I've alway been a fan of my neutron wheelset, but these did feel a tad more comfortable and just a bit snappier too. I had 100 psi in the tires like I do with my standard clincher wheels and these just felt nicer. I am comparing these to Michelin PRO4 tires.
I've got more testing to do on these, but so far initial impressions are very good. I am impressed. I especially like the fact that I got a wheelset with a campy compatible freehub. That has been the biggest obstacle in going tubeless.
I have Stans 340's with Record hubs on my cross bike and those feel a bit more compliant than the Easton EA90 RT setup. My cross wheels are 32 hole 3 cross though, so that is kind of expected.
Looking forward to how their tubeless carbon clincher sounds. Can't fathom paying the cost of them though.
After years of denial, I finally switched my mtn bike to tubless in 2012. Got tired of dealing with tubulars on my cross bike, so switched those to tubeless in 2012 with decent results. So now I can count 2013 as the year I switched my road bike to tubeless, and I may never go back after this ride.


----------



## wotnoshoeseh

Hi onrhodes,
I have just pulled the trigger on a set of these. Then I went looking for reviews of the EA90. The only reviews I could find were for EA90 SL's and SLX's and all I could read about were broken spokes, required preload adjustment (almost daily, reading between the lines) and crappy bearings.
It seems that a lot of these were due to the quality of spoke batches from Sapim, and a hand adjustable preload tensioner, and I was wondering if you could tell me what these wheels are like to have for an extended period of time.
Have you had any issues?
Any broken spokes?
Any issues with preload?
Any issues with seized bearings?

The ones I have purchased are 2013 model year with R4 hubs as per the attached.
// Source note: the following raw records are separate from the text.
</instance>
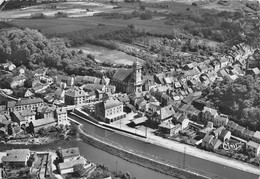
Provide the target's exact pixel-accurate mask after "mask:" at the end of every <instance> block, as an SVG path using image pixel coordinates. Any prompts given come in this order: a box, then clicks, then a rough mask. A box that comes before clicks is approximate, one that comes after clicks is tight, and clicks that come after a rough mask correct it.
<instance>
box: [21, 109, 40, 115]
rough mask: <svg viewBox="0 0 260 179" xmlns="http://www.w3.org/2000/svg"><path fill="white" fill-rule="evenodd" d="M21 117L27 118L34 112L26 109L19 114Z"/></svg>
mask: <svg viewBox="0 0 260 179" xmlns="http://www.w3.org/2000/svg"><path fill="white" fill-rule="evenodd" d="M20 114H21V116H22V117H27V116H34V115H35V114H36V112H34V111H32V110H31V109H26V110H23V111H21V112H20Z"/></svg>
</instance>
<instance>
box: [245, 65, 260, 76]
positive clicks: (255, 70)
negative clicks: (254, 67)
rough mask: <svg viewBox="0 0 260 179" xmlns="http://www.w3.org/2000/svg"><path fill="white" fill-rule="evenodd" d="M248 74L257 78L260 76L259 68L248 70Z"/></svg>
mask: <svg viewBox="0 0 260 179" xmlns="http://www.w3.org/2000/svg"><path fill="white" fill-rule="evenodd" d="M247 74H249V75H253V76H257V75H259V74H260V70H259V68H257V67H255V68H253V69H250V70H247Z"/></svg>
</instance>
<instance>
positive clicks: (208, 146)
mask: <svg viewBox="0 0 260 179" xmlns="http://www.w3.org/2000/svg"><path fill="white" fill-rule="evenodd" d="M213 138H214V136H213V135H205V137H204V138H203V139H202V143H201V146H202V147H205V148H206V149H209V148H210V142H211V141H212V139H213Z"/></svg>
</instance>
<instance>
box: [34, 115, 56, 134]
mask: <svg viewBox="0 0 260 179" xmlns="http://www.w3.org/2000/svg"><path fill="white" fill-rule="evenodd" d="M31 124H32V126H33V130H34V132H38V131H39V130H40V129H41V128H43V127H46V128H47V127H50V126H55V125H56V119H54V118H43V119H37V120H34V121H31Z"/></svg>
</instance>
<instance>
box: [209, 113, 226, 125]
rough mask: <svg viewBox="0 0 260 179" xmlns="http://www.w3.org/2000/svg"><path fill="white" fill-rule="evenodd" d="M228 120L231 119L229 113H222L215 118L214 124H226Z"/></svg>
mask: <svg viewBox="0 0 260 179" xmlns="http://www.w3.org/2000/svg"><path fill="white" fill-rule="evenodd" d="M228 121H229V119H228V116H227V115H223V114H220V115H217V116H216V117H215V118H214V119H213V124H214V126H216V127H220V126H226V125H227V123H228Z"/></svg>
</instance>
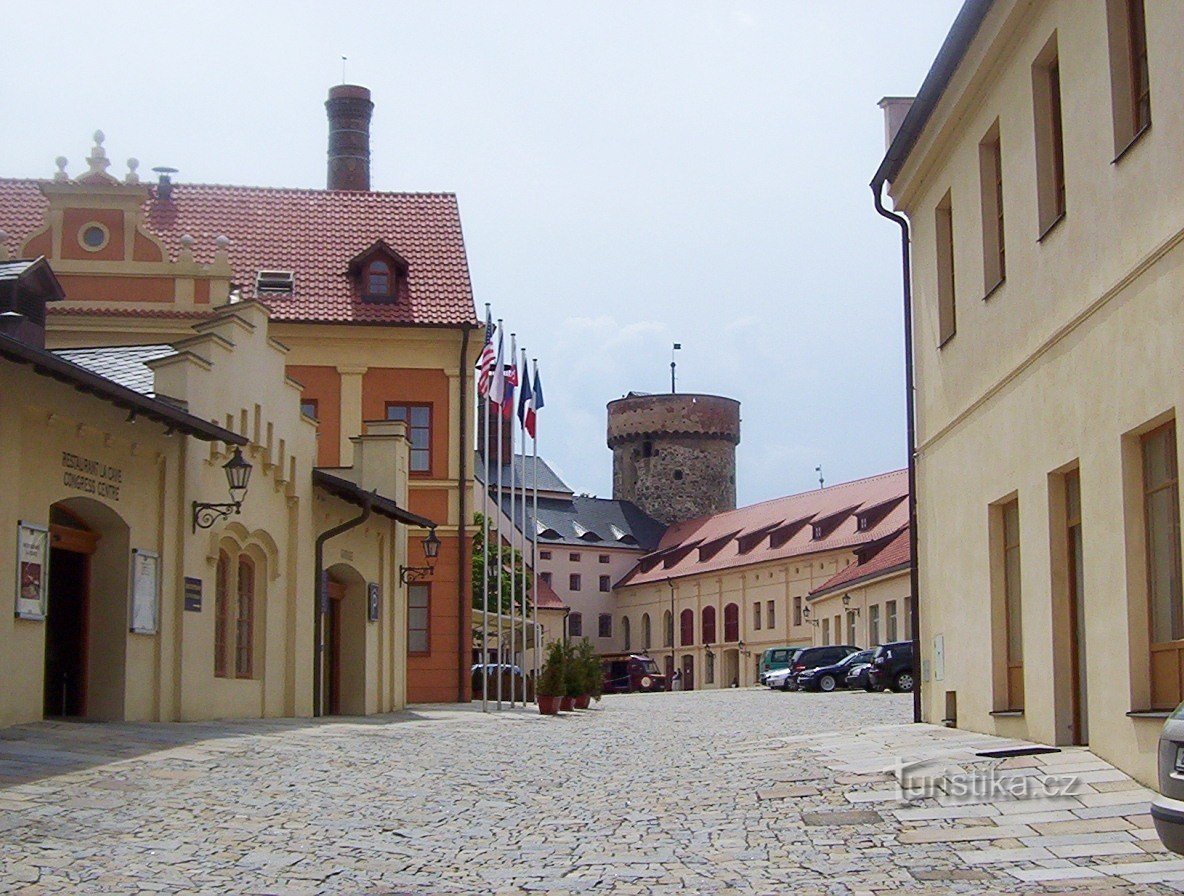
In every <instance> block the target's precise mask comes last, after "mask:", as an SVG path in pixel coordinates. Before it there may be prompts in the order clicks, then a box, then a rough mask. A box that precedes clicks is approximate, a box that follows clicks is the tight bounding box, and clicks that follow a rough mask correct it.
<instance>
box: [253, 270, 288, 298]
mask: <svg viewBox="0 0 1184 896" xmlns="http://www.w3.org/2000/svg"><path fill="white" fill-rule="evenodd" d="M295 288H296V273H295V272H292V271H259V272H258V273H257V275H256V276H255V292H256V295H259V296H275V295H283V294H285V292H287V294H290V292H291V291H292V290H294V289H295Z"/></svg>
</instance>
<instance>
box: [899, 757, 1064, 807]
mask: <svg viewBox="0 0 1184 896" xmlns="http://www.w3.org/2000/svg"><path fill="white" fill-rule="evenodd" d="M928 765H929V762H928V761H925V760H922V761H919V762H906V761H903V760H900V759H897V760H896V763H895V765H894V766H893V767H892V768H890V769H888V771H889V772H892V774H893V776H894V778H895V779H896V789H897V799H900V800H906V801H910V800H921V799H934V798H939V797H945V798H946V799H947V800H953V801H958V802H993V801H997V800H1031V799H1053V798H1055V797H1072V795H1073V793H1074V791H1075V789H1076V787H1077V776H1076V775H1053V774H1016V773H1015V771H1009V769H999V768H983V769H971V771H965V769H960V768H957V769H954V768H944V769H933V768H928V769H926V768H925V767H926V766H928Z"/></svg>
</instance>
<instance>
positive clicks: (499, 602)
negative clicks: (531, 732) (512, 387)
mask: <svg viewBox="0 0 1184 896" xmlns="http://www.w3.org/2000/svg"><path fill="white" fill-rule="evenodd" d="M501 340H502V322H501V320H498V321H497V346H498V349H500V348H501V344H502V342H501ZM496 363H497V373H496V374H495V375H494V387H493V389H490V394H495V395H497V497H496V499H495V507H496V509H497V550H496V552H495V560H496V563H497V598H496V601H495V607H496V608H495V618H496V620H497V653H496V657H497V710H498V711H501V709H502V441H503V439H502V402H503V401H504V400H506V394H504V393H506V379H504V378H506V370H504V368H503V366H502V353H501V352H500V350H498V353H497V361H496ZM498 389H500V391H501V394H497V391H498Z"/></svg>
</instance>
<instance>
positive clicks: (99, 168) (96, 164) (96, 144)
mask: <svg viewBox="0 0 1184 896" xmlns="http://www.w3.org/2000/svg"><path fill="white" fill-rule="evenodd" d="M104 140H107V135H104V134H103V131H101V130H96V131H95V146H94V147H91V149H90V155H89V156H86V165H89V166H90V170H89V172H86V173H88V174H105V173H107V168H108V167H109V166H110V165H111V160H110V159H108V157H107V150H105V149H103V141H104Z"/></svg>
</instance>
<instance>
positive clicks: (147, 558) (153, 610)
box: [131, 548, 160, 634]
mask: <svg viewBox="0 0 1184 896" xmlns="http://www.w3.org/2000/svg"><path fill="white" fill-rule="evenodd" d="M159 595H160V555H159V554H153V553H152V552H148V550H140V549H139V548H133V549H131V631H133V632H135V633H136V634H155V633H156V618H157V613H159V606H160V601H159Z"/></svg>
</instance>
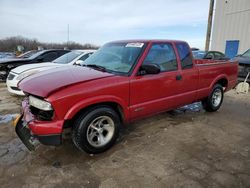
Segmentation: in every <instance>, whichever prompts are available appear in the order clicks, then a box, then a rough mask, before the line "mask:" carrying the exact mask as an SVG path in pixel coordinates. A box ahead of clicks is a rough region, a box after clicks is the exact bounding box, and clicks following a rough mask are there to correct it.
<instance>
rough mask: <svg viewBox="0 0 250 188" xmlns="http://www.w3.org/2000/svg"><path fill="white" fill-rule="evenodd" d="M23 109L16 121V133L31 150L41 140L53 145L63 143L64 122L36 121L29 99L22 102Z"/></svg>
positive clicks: (41, 140)
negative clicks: (62, 136) (63, 129)
mask: <svg viewBox="0 0 250 188" xmlns="http://www.w3.org/2000/svg"><path fill="white" fill-rule="evenodd" d="M22 111H23V112H22V114H21V115H20V116H19V117H17V119H16V120H15V121H14V126H15V131H16V134H17V135H18V137H19V138H20V140H21V141H22V142H23V144H24V145H25V146H26V147H27V148H28V149H29V150H30V151H32V150H35V148H36V146H37V145H38V143H39V142H40V143H42V144H44V145H53V146H57V145H60V144H62V127H63V122H61V121H36V120H35V118H34V116H33V115H32V114H31V112H30V111H29V105H28V101H27V100H24V101H23V102H22ZM38 141H39V142H38Z"/></svg>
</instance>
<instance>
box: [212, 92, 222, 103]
mask: <svg viewBox="0 0 250 188" xmlns="http://www.w3.org/2000/svg"><path fill="white" fill-rule="evenodd" d="M221 100H222V91H221V90H220V89H218V88H217V89H215V90H214V93H213V95H212V104H213V106H214V107H217V106H219V105H220V103H221Z"/></svg>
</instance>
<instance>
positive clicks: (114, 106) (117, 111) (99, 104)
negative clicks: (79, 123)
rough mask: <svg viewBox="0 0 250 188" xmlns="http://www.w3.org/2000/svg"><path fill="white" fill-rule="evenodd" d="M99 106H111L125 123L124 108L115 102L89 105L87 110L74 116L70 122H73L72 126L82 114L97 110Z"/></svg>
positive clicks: (70, 120) (72, 122) (82, 111)
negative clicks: (123, 111)
mask: <svg viewBox="0 0 250 188" xmlns="http://www.w3.org/2000/svg"><path fill="white" fill-rule="evenodd" d="M98 106H109V107H111V108H112V109H114V110H115V111H116V112H117V113H118V115H119V117H120V120H121V122H122V123H123V120H124V114H123V109H122V107H121V106H120V105H119V104H118V103H115V102H102V103H96V104H93V105H89V106H86V107H85V108H83V109H81V110H80V111H79V112H77V113H76V115H74V117H73V118H72V119H71V120H69V121H70V122H71V123H70V124H72V123H73V122H74V121H75V120H76V119H77V118H78V117H79V116H80V115H81V114H82V113H85V112H87V111H88V110H89V109H91V108H95V107H98Z"/></svg>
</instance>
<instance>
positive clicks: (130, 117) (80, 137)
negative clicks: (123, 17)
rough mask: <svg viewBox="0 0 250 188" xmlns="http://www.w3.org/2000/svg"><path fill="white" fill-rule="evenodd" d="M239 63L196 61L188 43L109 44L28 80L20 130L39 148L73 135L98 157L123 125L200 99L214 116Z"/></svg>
mask: <svg viewBox="0 0 250 188" xmlns="http://www.w3.org/2000/svg"><path fill="white" fill-rule="evenodd" d="M237 72H238V64H237V62H231V61H225V60H220V61H216V63H215V61H214V60H207V59H199V60H194V59H193V56H192V54H191V50H190V48H189V45H188V44H187V43H186V42H184V41H171V40H132V41H129V40H127V41H115V42H111V43H108V44H105V45H104V46H103V47H101V48H100V49H99V50H97V51H96V52H95V53H94V54H93V55H91V56H90V57H89V58H88V59H86V61H85V62H84V64H82V66H78V67H76V66H67V67H65V66H64V67H59V68H55V69H51V70H47V71H43V72H40V73H38V74H35V75H31V76H29V77H27V78H24V79H23V80H21V81H20V83H19V84H18V87H19V88H20V89H21V90H23V91H24V92H25V93H26V98H25V99H24V100H23V102H22V114H20V116H18V117H17V119H16V120H15V121H14V122H15V123H14V125H15V129H16V133H17V135H18V136H19V138H20V139H21V140H22V142H23V143H24V144H25V145H26V147H27V148H28V149H30V150H34V149H35V147H36V145H35V144H34V143H37V142H35V141H40V142H41V143H43V144H45V145H60V144H62V141H63V138H64V137H63V135H64V131H65V130H66V129H67V130H72V135H71V136H72V139H73V142H74V144H75V145H76V147H77V148H78V149H80V150H81V151H86V152H88V153H93V154H95V153H101V152H104V151H105V150H107V149H109V148H110V147H111V146H112V145H113V144H114V143H115V142H116V139H117V137H118V136H119V129H120V127H121V125H122V124H126V123H130V122H132V121H135V120H137V119H140V118H145V117H147V116H150V115H154V114H157V113H160V112H163V111H168V110H172V109H175V108H177V107H180V106H183V105H186V104H190V103H193V102H196V101H202V104H203V107H204V109H205V110H206V111H208V112H215V111H217V110H218V109H219V108H220V106H221V104H222V102H223V94H224V92H226V91H228V90H230V89H232V88H233V87H234V86H235V85H236V83H237Z"/></svg>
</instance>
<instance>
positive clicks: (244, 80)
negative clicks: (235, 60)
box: [238, 76, 250, 83]
mask: <svg viewBox="0 0 250 188" xmlns="http://www.w3.org/2000/svg"><path fill="white" fill-rule="evenodd" d="M245 79H246V76H245V77H240V76H238V82H244V81H245ZM247 82H249V83H250V76H249V77H248V79H247Z"/></svg>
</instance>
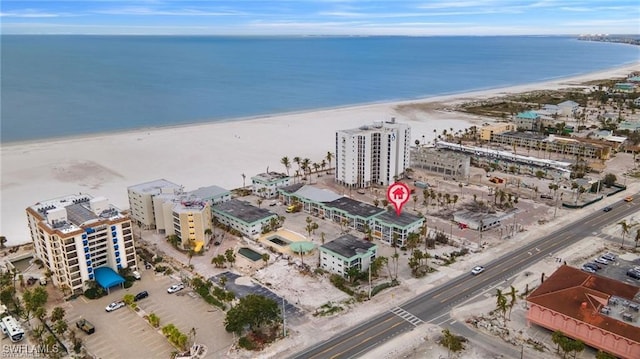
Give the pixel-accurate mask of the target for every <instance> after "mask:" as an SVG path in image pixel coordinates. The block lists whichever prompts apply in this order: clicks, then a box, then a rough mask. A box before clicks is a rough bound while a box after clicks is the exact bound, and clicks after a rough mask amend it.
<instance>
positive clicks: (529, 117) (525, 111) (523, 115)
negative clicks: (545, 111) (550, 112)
mask: <svg viewBox="0 0 640 359" xmlns="http://www.w3.org/2000/svg"><path fill="white" fill-rule="evenodd" d="M516 117H518V118H524V119H529V120H535V119H537V118H538V117H540V115H538V113H537V112H535V111H525V112H520V113H519V114H518V115H517V116H516Z"/></svg>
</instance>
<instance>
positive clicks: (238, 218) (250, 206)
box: [213, 199, 278, 239]
mask: <svg viewBox="0 0 640 359" xmlns="http://www.w3.org/2000/svg"><path fill="white" fill-rule="evenodd" d="M213 215H214V216H215V218H216V219H217V220H218V222H219V223H220V224H222V225H225V226H228V227H229V228H231V229H234V230H236V231H238V233H241V234H242V235H243V236H245V237H247V238H251V239H257V238H258V237H259V236H260V234H261V233H262V230H263V228H265V226H268V225H269V224H270V223H271V222H272V221H277V220H278V215H277V214H275V213H273V212H271V211H269V210H267V209H264V208H259V207H256V206H253V205H252V204H251V203H249V202H245V201H241V200H238V199H232V200H231V201H227V202H225V203H221V204H217V205H215V206H213Z"/></svg>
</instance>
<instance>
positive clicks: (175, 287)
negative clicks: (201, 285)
mask: <svg viewBox="0 0 640 359" xmlns="http://www.w3.org/2000/svg"><path fill="white" fill-rule="evenodd" d="M183 289H184V284H182V283H180V284H174V285H172V286H171V287H169V288H168V289H167V293H169V294H171V293H175V292H178V291H181V290H183Z"/></svg>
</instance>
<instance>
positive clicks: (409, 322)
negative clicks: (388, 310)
mask: <svg viewBox="0 0 640 359" xmlns="http://www.w3.org/2000/svg"><path fill="white" fill-rule="evenodd" d="M390 312H391V313H393V314H395V315H397V316H399V317H400V318H402V319H404V320H406V321H407V322H409V323H411V324H413V326H414V327H417V326H418V325H420V324H422V323H424V322H423V321H422V319H420V318H418V317H416V316H415V315H413V314H411V313H409V312H407V311H406V310H404V309H402V308H400V307H395V308H393V309H391V310H390Z"/></svg>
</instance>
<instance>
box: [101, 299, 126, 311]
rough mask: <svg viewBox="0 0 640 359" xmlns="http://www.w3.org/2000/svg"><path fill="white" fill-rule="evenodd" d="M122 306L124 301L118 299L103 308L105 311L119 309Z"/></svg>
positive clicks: (109, 310) (122, 306)
mask: <svg viewBox="0 0 640 359" xmlns="http://www.w3.org/2000/svg"><path fill="white" fill-rule="evenodd" d="M122 307H124V302H123V301H121V300H120V301H117V302H113V303H111V304H109V305H107V307H106V308H104V310H106V311H107V312H113V311H114V310H116V309H120V308H122Z"/></svg>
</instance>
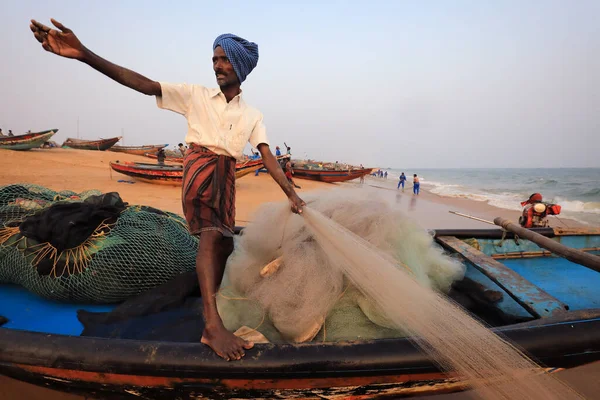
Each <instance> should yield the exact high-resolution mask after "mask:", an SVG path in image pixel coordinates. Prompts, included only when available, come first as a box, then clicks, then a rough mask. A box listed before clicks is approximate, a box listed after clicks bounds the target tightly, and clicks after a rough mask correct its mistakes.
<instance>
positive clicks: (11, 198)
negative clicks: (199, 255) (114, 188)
mask: <svg viewBox="0 0 600 400" xmlns="http://www.w3.org/2000/svg"><path fill="white" fill-rule="evenodd" d="M111 195H113V196H112V197H111V196H108V195H101V193H100V192H99V191H96V190H90V191H86V192H82V193H75V192H72V191H60V192H57V191H53V190H50V189H47V188H44V187H41V186H37V185H29V184H14V185H8V186H3V187H0V283H14V284H18V285H22V286H24V287H25V288H27V289H28V290H30V291H31V292H34V293H36V294H38V295H40V296H42V297H44V298H47V299H54V300H60V301H68V302H80V303H114V302H120V301H123V300H125V299H127V298H129V297H132V296H135V295H137V294H139V293H142V292H144V291H146V290H148V289H150V288H153V287H155V286H158V285H160V284H162V283H164V282H167V281H169V280H170V279H171V278H173V277H174V276H176V275H178V274H180V273H182V272H186V271H191V270H194V268H195V258H196V251H197V246H198V241H197V239H196V238H195V237H194V236H192V235H190V234H189V231H188V229H187V227H186V223H185V220H183V219H182V218H181V217H179V216H178V215H176V214H172V213H169V212H164V211H161V210H158V209H155V208H152V207H146V206H137V205H133V206H128V205H125V204H123V203H122V201H121V200H120V198H119V197H118V194H116V193H113V194H111ZM101 201H104V202H107V201H108V202H111V204H110V205H109V208H111V207H112V208H111V209H115V208H114V207H113V206H114V204H123V206H122V207H121V208H118V207H117V208H116V209H117V210H118V212H117V213H116V215H115V217H114V218H107V219H104V220H102V221H100V222H99V223H97V224H94V226H91V227H85V226H84V227H83V228H89V230H88V231H89V232H91V233H89V234H87V233H86V235H85V237H81V238H79V239H80V240H78V244H77V245H76V246H73V247H70V248H65V249H59V248H57V247H56V246H55V245H53V244H52V243H54V242H50V241H49V242H41V241H39V240H36V238H35V235H33V236H32V235H30V234H28V233H27V231H28V229H24V226H25V225H26V224H29V225H31V222H32V220H33V219H36V218H37V219H38V220H39V219H40V218H43V217H45V216H47V215H48V213H52V212H54V213H56V212H59V211H60V209H61V207H62V209H67V208H68V207H69V206H70V205H73V204H75V205H76V206H75V207H74V208H75V209H76V210H78V207H77V205H81V206H82V207H83V206H86V207H87V209H90V208H91V209H93V210H94V211H93V213H95V214H90V215H96V216H97V215H98V213H97V208H94V207H95V206H93V205H94V204H98V202H101ZM119 202H120V203H119ZM90 204H92V205H90ZM71 208H73V207H71ZM105 208H106V207H105ZM105 208H104V209H105ZM57 210H58V211H57ZM72 215H73V214H68V216H69V218H71V217H72ZM86 215H87V214H86ZM99 215H103V214H101V213H100V214H99ZM55 217H56V216H55ZM52 221H54V220H52ZM58 221H59V222H64V221H60V219H59V220H58ZM89 221H91V220H88V222H87V223H88V224H89ZM69 223H72V225H78V224H79V223H80V222H79V221H76V222H73V221H67V224H69ZM50 228H52V227H50ZM50 228H49V229H50ZM29 230H31V229H29ZM23 231H25V233H24V232H23ZM83 231H85V229H84V230H83ZM88 231H86V232H88ZM26 235H28V236H26ZM55 236H56V233H55Z"/></svg>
Easton EA90 RT Road Wheelset 2013 | Chain Reaction Cycles

I look forward to your response / thoughts.

Thanks,
D.


----------



## onrhodes

I've only got about 1,000 miles on them since putting them on. I am in love with the ride of tubeless tires on these wheels.
I'll preface all of my comments with the following. I've been riding these at a "fat for me" weight of 140-145lbs and I am 5'4". I believe any review or comments should reflect the rider who is using the equipment. I don't tend to beat on equipment at all.
So, with that said, no issues with spokes breaking, no seized bearings (only ridden in the wet once so far) and there is a little play in the rear wheel that I need to adjust out of them after about 1,000 miles. These have been my everyday wheels since I put them on.
Mine are the 2013 model year too. I'm a competent enough mechanic that I should be able to fix any minor issues that happen to come up. So far I am very satisfied with my purchase.


----------